Like his Democratic colleagues, Gore sees himself as a restorer of “reason” to an America that is on its way to perdition thanks to the serpent in the Rose Garden. According to Gore, Bush is the arch deceiver: “Five years after President Bush made his case for an invasion of Iraq, it is now clear that virtually all the arguments he made were based on falsehoods.”
The First Big Bush Lie, according to Gore, is that the Bush administration went to war to remove Saddam Hussein’s WMD or, as he puts it: “The first rationale presented for the war was to destroy Iraq’s weapons of mass destruction.”
This familiar Democratic claim is itself probably the biggest lie of the Iraq War, rather than anything the president or his administration has said. In fact, the first – and last – rationale presented for the war by the Bush administration in every formal government statement about the war was not the destruction of WMD but the removal of Saddam Hussein, or regime change.

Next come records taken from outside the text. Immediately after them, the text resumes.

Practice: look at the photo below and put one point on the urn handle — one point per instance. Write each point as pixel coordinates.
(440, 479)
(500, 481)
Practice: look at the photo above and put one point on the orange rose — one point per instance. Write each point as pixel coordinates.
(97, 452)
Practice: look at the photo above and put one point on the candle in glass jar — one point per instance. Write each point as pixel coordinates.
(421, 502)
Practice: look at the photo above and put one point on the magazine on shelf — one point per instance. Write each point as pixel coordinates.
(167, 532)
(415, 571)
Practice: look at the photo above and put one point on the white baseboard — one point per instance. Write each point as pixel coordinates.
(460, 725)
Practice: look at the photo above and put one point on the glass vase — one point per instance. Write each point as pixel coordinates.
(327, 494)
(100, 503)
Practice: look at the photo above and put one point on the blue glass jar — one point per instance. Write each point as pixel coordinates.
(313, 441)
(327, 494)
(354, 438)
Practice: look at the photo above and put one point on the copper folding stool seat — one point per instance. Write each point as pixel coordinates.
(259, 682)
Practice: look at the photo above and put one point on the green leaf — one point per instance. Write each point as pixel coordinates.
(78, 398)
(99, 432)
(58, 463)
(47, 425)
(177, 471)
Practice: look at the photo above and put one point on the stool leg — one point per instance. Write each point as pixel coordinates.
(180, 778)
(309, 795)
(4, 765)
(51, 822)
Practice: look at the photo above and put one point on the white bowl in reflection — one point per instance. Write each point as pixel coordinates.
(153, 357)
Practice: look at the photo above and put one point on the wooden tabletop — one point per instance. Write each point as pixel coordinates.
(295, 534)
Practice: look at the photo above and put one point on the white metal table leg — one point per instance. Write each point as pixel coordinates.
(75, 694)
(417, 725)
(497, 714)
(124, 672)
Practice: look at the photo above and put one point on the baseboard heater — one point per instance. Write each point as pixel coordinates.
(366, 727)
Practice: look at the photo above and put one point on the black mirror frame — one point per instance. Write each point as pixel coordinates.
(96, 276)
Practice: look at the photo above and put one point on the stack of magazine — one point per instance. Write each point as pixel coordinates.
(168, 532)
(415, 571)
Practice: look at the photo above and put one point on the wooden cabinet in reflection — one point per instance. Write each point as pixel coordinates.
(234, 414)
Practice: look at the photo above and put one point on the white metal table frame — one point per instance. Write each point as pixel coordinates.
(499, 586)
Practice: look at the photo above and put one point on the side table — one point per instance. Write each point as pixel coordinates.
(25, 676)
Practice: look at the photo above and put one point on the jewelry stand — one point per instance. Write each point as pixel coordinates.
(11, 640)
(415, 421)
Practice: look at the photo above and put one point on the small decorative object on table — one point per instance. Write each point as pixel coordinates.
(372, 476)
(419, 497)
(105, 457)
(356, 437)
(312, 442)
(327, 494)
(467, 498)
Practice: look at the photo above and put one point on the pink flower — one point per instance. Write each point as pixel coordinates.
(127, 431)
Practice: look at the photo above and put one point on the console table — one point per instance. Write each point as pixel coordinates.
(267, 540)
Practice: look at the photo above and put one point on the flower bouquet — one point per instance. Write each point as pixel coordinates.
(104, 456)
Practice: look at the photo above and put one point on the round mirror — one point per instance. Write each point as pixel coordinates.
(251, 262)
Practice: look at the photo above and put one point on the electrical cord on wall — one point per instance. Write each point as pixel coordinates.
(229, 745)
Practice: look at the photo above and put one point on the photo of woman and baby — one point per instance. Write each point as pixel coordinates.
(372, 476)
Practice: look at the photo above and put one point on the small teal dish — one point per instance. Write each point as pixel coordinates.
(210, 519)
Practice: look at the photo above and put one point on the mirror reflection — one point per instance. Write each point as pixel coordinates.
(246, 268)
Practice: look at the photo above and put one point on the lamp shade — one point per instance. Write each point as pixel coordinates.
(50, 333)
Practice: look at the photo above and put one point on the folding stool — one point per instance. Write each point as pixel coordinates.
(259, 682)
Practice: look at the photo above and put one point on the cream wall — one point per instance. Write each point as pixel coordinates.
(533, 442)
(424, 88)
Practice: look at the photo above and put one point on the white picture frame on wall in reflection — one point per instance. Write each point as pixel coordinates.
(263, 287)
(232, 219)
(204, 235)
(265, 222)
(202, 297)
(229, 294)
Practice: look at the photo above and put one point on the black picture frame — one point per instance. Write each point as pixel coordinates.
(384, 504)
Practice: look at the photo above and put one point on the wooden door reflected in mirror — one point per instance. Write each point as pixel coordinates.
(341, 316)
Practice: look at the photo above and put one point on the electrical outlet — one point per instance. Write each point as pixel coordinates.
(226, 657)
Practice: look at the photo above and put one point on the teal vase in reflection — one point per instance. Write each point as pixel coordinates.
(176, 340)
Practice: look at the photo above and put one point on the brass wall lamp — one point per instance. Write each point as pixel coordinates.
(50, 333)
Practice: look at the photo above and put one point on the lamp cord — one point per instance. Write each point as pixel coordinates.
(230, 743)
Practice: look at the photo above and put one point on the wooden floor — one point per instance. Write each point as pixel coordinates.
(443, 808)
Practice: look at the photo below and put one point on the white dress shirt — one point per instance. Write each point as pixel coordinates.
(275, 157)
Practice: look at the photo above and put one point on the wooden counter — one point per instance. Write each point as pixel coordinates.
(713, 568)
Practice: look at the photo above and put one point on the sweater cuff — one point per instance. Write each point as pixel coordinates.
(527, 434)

This regime change was necessary because Saddam was an international outlaw. He had violated the 1991 Gulf War truce and all the arms control agreements it embodied, including UN resolutions 687 and 689, and the 15 subsequent UN resolutions designed to enforce them. The last of these, UN Security Council Resolution 1441, was itself a war ultimatum to Saddam giving him “one final opportunity” to disarm – or else. The ultimatum expired on December 7, 2002, and America went to war three months later.
Contrary to everything that Al Gore and other Democrats have said for the last four years, Saddam’s violation of the arms control agreements that made up the Gulf War truce – and not the alleged existence of Iraqi WMD – was the legal, moral and actual basis for sending American troops to Iraq.
Al Gore and Bill Clinton had themselves called for the removal of Saddam by force when he expelled the UN weapons inspectors in 1998, a clear violation of the Gulf truce. This was the reason Clinton and Gore sent an “Iraqi Liberation Act” to Congress that year; it is why the congressional Democrats voted in October 2002 to authorize the president to use force to remove him; and it is the reason the entire Clinton-Gore national security team, including the Secretary of State, the Secretary of Defense and the Director of Central Intelligence, supported Bush when he sent American troops into Iraq in March 2003.